SÃO PAULO, SP (FOLHAPRESS) – O GPA (Grupo Pão de Açúcar), que passa hoje por processo de recuperação extrajudicial, rescindiu antes do término um contrato de locação para um dos centros de distribuição que ocupava em São Paulo.

Com 100.000 m² de terreno e 35.510,40 m² de área construída, o galpão é localizado às margens da Rodovia Anhanguera -próximo ao Rodoanel Mario Covas e à Marginal Tietê- e usado para o recebimento de frutas, legumes, verduras, lácteos e pescados.

A informação foi compartilhada em fato relevante na última quarta-feira (22) pelo Bresco Logística F11, fundo de investimento imobiliário dono do imóvel.

Segundo a Bresco, os produtos que passavam pelo centro de distribuição eram enviados para todos os pontos de venda do GPA nos estados de São Paulo, Minas Gerais e Rio de Janeiro e Brasília.

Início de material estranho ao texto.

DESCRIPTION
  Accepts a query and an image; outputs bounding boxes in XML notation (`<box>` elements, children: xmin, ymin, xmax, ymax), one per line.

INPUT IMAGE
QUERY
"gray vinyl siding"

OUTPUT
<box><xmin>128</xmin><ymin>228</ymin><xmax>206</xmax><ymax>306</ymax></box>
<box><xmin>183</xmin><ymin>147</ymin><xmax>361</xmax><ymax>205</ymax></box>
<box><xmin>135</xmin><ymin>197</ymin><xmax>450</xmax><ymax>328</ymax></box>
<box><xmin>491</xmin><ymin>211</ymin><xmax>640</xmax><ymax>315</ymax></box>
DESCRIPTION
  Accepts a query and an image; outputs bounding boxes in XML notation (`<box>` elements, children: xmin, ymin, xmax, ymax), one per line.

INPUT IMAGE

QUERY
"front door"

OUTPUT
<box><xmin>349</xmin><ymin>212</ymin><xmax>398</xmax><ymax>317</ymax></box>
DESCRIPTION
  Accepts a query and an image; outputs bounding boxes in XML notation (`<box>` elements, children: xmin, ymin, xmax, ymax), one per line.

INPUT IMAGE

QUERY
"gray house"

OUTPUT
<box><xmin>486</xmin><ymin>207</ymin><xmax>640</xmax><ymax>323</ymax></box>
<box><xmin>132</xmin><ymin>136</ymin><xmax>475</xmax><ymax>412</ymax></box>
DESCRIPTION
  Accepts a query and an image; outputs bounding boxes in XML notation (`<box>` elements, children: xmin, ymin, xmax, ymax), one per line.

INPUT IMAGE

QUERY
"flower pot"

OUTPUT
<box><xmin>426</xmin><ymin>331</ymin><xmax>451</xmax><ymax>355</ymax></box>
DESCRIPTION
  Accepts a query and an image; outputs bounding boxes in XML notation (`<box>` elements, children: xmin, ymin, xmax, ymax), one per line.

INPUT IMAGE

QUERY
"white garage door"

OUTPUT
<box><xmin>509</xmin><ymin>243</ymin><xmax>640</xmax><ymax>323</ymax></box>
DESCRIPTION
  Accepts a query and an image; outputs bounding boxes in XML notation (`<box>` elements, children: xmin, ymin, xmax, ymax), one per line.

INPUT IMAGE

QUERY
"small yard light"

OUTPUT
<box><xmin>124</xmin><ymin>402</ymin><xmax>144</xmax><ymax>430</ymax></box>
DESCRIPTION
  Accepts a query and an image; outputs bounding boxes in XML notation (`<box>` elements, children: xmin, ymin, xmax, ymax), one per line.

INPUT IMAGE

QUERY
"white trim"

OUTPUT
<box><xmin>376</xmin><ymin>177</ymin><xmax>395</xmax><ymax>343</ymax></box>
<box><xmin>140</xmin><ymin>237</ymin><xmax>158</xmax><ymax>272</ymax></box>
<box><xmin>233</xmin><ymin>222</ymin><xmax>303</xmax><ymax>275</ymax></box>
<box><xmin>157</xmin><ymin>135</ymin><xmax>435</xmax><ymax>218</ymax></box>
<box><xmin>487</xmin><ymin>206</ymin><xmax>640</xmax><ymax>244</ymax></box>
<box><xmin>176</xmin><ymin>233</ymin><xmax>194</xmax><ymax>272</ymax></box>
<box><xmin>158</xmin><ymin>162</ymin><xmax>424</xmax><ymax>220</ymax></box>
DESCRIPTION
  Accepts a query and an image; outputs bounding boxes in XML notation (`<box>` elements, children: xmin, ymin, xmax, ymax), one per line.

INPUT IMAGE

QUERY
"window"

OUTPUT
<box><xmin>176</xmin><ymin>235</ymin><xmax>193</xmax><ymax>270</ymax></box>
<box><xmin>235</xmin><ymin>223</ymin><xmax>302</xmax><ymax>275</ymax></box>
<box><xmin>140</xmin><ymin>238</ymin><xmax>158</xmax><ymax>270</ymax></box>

Segundo o comunicado, o imóvel havia sido alugado inicialmente em junho de 2018, e o contrato renovado em março de 2024. A renovação previa que o GPA ocupasse o terreno até janeiro de 2032. O contrato equivale a 6% da área locável do fundo, e a locação representa aproximadamente R$ 0,08 por cota aos investidores.

Em nota, o Grupo Pão de Açúcar afirmou que a saída antecipada está relacionada a ajustes da estrutura da companhia ao tamanho atual. “A descontinuidade dessa operação faz parte do plano de reorganização da companhia, com foco em eficiência operacional e disciplina financeira”, diz.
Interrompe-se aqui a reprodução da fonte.